Illinois is one of a small number of states that impose both an income tax and a premium tax on insurance companies.  Disputes have arisen between insurers and the Illinois Department of Insurance (Department) regarding the proper treatment of income tax refunds in the calculation of retaliatory tax.  The dispute typically concerns whether an income tax refund should be included in the Illinois Basis of an insurer’s retaliatory tax computation for the year in which the income tax refund is paid or in the Illinois Basis for retaliatory tax computation for the tax year to which the refund relates.  The Department has taken the position that the income tax refund must be applied to Illinois Basis for the year in which the refund is paid, based on language of a Departmental regulation (50 Ill. Adm. Code Sec. 2515.50(b)) providing that Illinois Basis used to compute retaliatory tax must include “the amount of Illinois corporate and replacement income tax paid, decreased by the amount, if any, of any corporate and/or income replacement tax cash refund received in the same calendar year if that cash refund has been considered part of the Illinois corporate and replacement income tax paid in the calculation of the annual retaliatory tax in a preceding year.” (50 Ill. Adm. Code Sec. 2515.50(b)(5)) (emphasis added).

On March 3, 2014, the Illinois Appellate Court for the Fourth District issued an unpublished ruling in which it found that 50 Ill. Admin. Code Sec. 2515.50(b) was invalid because it conflicted with the state’s mandate that the retaliatory tax include corporate income tax imposed, not paid, in a particular year.  The opinion authorized the taxpayers who challenged the Department’s interpretation to calculate their retaliatory tax by applying their corporate income tax refund to the tax year to which the refund related, regardless of the year in which it was paid.
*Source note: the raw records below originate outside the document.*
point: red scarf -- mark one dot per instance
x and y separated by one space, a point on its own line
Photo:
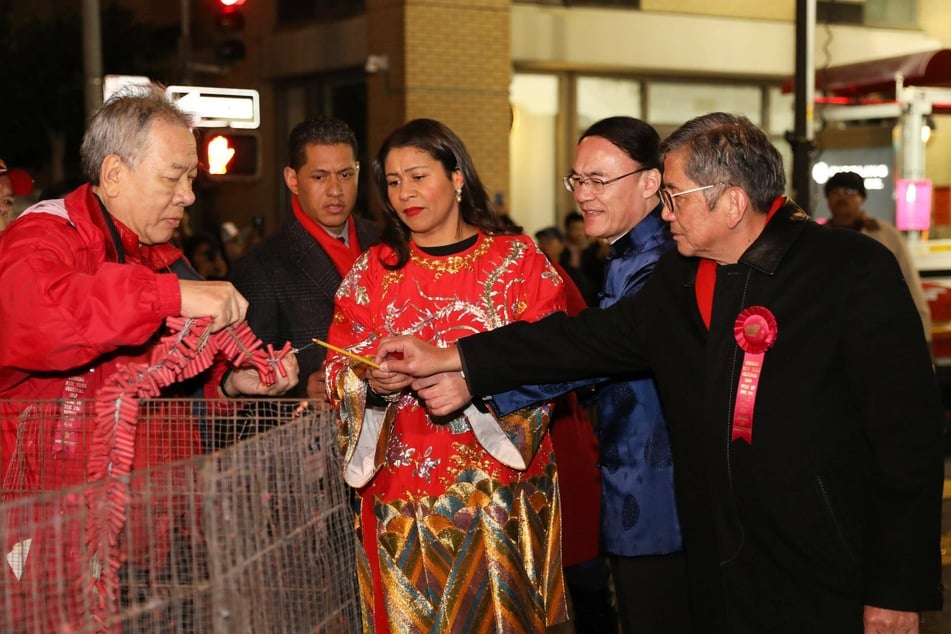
343 255
707 274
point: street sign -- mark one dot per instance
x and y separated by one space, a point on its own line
218 107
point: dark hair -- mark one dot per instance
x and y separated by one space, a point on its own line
322 131
728 148
849 180
632 136
437 140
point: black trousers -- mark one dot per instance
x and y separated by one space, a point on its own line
651 594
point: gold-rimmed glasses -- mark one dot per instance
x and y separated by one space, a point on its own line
573 182
668 198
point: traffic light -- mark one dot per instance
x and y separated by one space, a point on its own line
230 23
230 155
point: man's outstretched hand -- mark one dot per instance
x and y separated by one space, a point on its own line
416 358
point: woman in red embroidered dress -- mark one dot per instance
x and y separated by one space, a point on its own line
460 518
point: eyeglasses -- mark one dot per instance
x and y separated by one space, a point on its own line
842 191
668 198
596 185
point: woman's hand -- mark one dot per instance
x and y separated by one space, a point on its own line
443 393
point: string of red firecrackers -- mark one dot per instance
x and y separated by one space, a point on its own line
189 349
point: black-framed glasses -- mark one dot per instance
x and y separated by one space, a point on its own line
668 198
573 182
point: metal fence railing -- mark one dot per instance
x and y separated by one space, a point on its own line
230 520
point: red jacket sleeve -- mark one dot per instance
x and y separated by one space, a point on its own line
62 306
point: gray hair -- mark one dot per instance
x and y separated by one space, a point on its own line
122 125
728 148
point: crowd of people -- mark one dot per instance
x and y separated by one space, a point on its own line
694 409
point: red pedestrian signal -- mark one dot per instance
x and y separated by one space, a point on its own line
230 26
230 155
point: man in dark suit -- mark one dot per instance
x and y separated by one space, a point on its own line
804 416
290 277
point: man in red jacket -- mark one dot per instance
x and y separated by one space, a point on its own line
86 283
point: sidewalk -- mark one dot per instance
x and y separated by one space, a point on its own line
940 622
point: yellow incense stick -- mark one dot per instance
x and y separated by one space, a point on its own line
347 353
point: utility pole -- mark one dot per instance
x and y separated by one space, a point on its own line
802 139
92 57
185 44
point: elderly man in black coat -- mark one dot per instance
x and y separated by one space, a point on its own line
803 410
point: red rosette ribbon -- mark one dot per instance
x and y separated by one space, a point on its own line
755 331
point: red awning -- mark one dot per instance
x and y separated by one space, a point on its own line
932 68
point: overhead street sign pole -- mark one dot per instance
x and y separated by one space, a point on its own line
218 107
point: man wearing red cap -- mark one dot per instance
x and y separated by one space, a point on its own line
13 183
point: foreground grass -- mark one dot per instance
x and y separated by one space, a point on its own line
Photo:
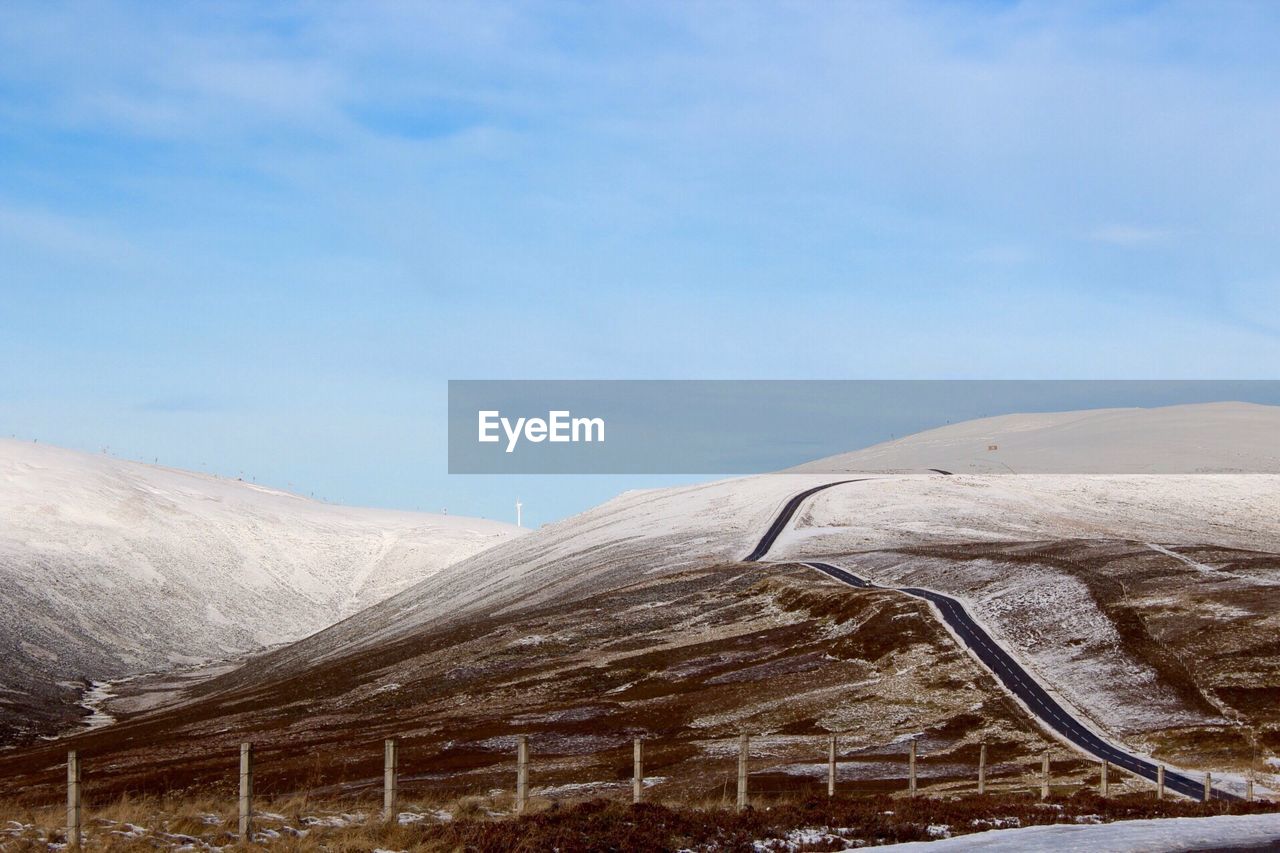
474 825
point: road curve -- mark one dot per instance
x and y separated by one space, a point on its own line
784 519
1009 671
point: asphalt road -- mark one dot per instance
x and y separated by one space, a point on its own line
1001 665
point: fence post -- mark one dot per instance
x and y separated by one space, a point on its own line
831 765
246 804
73 802
391 778
910 769
638 775
521 774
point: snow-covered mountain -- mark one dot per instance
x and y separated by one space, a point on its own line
112 568
1078 574
1202 438
882 521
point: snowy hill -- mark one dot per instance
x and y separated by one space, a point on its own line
1205 438
1106 524
114 568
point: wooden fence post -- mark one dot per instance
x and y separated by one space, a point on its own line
391 778
246 802
910 769
1045 775
831 765
521 774
73 801
638 774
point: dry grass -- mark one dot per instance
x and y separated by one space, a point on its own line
481 825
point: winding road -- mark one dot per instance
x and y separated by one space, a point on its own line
1000 662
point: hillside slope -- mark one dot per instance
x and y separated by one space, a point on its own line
1104 585
1202 438
114 568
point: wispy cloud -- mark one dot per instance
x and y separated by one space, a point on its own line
1130 236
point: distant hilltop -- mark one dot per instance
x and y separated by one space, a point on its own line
1202 438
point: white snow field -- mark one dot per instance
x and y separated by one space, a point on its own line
1047 619
1162 835
112 568
663 529
1202 438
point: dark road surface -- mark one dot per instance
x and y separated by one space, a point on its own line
1001 665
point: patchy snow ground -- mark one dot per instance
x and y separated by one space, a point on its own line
114 568
1123 836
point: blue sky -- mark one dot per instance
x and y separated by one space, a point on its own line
260 237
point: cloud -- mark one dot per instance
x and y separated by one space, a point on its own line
1133 236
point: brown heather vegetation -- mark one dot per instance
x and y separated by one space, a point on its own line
590 825
686 660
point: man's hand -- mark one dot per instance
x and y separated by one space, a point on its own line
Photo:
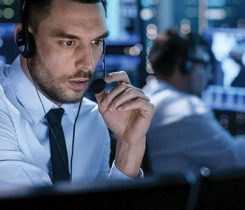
127 113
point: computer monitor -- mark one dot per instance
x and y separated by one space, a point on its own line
227 91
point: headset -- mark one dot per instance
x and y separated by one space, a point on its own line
26 45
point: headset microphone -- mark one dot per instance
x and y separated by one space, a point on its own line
98 85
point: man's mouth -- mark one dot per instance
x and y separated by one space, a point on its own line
78 84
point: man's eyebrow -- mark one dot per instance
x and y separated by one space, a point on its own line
62 34
104 35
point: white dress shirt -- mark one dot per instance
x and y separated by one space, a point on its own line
24 142
184 135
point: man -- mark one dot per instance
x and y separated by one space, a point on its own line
184 135
67 37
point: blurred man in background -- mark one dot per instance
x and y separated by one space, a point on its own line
184 135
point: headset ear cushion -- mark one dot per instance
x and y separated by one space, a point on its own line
187 67
31 47
26 44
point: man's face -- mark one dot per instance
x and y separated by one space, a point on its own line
69 43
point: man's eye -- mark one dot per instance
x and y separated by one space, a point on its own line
68 43
97 42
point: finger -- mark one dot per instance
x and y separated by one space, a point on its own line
129 94
120 76
107 100
100 96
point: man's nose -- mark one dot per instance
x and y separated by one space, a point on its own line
85 58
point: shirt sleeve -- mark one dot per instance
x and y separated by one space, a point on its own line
15 168
116 174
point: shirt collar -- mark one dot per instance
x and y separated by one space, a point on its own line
27 95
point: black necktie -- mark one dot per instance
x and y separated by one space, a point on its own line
59 159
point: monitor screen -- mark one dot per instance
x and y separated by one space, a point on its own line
8 49
228 46
228 89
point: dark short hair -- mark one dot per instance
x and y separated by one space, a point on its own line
171 46
37 10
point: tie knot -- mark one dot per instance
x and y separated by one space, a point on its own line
54 116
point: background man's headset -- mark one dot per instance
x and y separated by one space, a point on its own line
26 45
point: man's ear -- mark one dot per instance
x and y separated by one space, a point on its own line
18 28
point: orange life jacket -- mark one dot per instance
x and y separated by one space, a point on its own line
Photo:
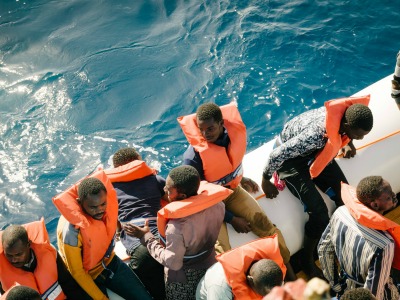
132 171
97 236
221 166
371 219
236 263
335 110
44 278
209 195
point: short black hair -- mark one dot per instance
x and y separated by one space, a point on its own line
359 116
369 189
266 274
186 180
124 156
208 111
358 294
12 234
90 186
21 292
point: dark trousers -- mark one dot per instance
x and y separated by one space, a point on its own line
296 173
149 271
70 287
121 281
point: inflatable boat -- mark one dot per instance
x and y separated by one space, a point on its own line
377 154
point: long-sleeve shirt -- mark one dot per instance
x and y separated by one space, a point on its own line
139 198
365 254
69 240
192 158
301 136
187 236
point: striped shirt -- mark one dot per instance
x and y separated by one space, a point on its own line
364 254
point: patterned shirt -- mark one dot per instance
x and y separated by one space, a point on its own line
300 136
364 254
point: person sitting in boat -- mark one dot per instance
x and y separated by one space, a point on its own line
246 272
27 258
304 157
315 289
139 191
85 238
362 240
217 138
188 228
396 82
21 292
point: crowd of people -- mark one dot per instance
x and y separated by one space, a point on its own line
174 229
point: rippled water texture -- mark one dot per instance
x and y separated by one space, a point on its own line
81 79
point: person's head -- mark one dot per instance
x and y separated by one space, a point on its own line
376 193
93 197
124 156
21 292
357 121
210 122
358 294
16 245
181 183
264 275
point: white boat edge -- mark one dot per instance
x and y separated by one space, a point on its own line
379 156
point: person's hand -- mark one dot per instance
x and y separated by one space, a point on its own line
137 231
249 185
349 150
240 225
269 189
261 221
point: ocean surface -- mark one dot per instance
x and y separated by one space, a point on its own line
81 79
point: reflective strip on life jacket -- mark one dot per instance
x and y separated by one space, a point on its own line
236 263
335 110
219 162
209 195
97 235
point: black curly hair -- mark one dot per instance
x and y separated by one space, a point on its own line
21 292
369 189
266 274
124 156
12 234
208 111
90 186
186 180
359 116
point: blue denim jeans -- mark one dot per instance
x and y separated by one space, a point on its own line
122 281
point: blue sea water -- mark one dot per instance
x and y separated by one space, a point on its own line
81 79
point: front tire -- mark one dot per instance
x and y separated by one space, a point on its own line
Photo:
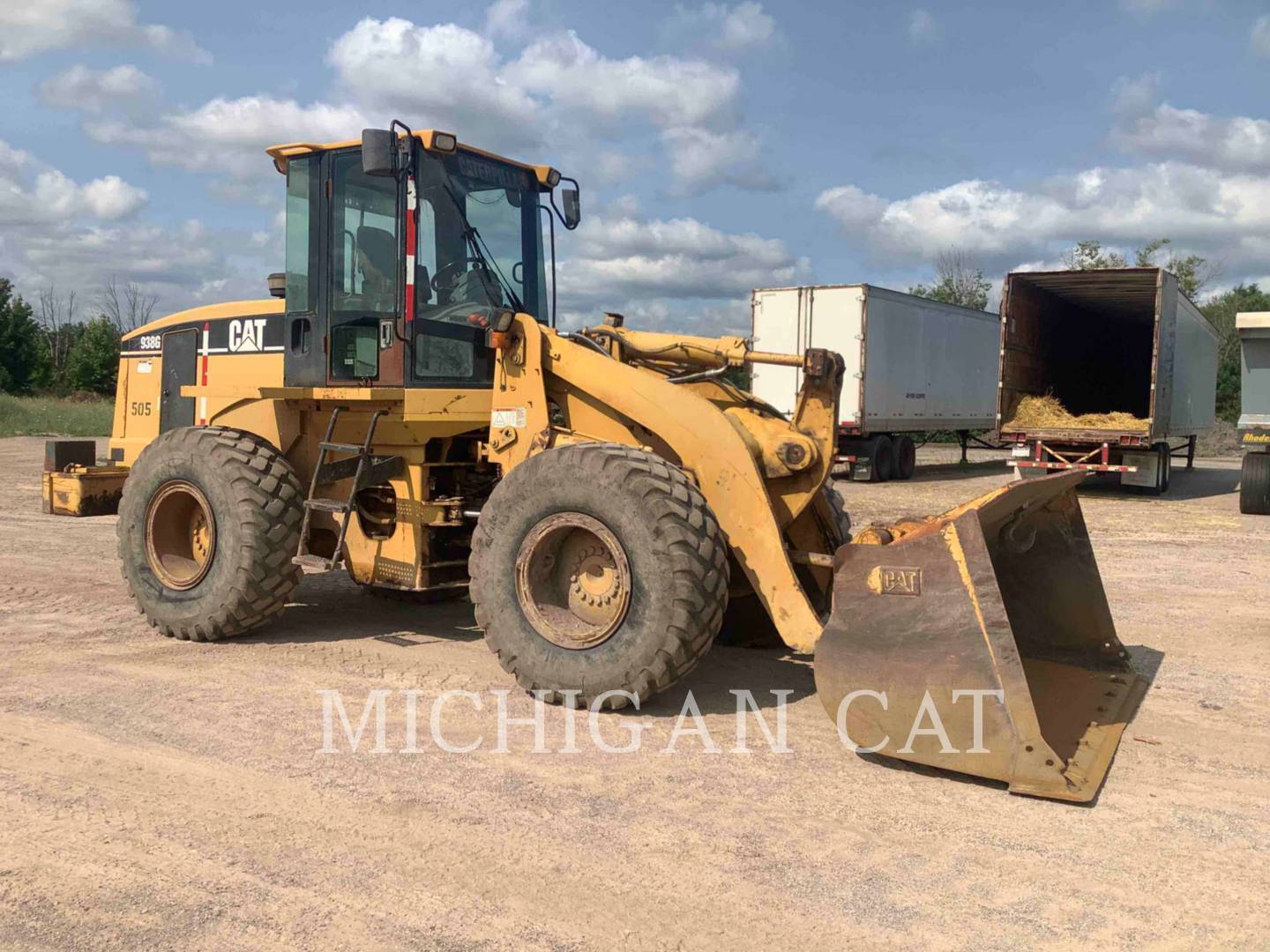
598 568
208 522
1255 485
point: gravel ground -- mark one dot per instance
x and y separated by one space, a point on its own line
164 793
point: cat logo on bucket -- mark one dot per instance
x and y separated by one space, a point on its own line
895 580
247 335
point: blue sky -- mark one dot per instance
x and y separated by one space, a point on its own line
721 146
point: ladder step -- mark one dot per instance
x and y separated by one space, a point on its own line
326 505
319 562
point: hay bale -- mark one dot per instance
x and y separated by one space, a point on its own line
1047 412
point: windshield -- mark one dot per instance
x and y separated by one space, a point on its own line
481 240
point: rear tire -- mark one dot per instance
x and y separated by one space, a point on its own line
906 457
882 460
671 557
1255 485
219 576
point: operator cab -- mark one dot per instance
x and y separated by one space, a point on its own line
403 250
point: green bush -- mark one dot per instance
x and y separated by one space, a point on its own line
94 361
23 355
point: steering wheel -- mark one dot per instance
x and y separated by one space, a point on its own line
452 271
In its opinion, the appellate court twice noted that if the Department’s interpretation had been upheld, the taxpayers would have been required to pay more retaliatory taxes than they would have originally owed simply because they initially overpaid their corporate income tax.  This point of equity appears to have been a strong supporting factor for the appellate court in its decision to invalidate the regulation.  United States Liability Ins. Co., et al v. The Department of Insurance, 2014 IL App. (4th) 121125-U (March 3, 2014) (Opinion issued pursuant to Illinois Supreme Court Rule 23).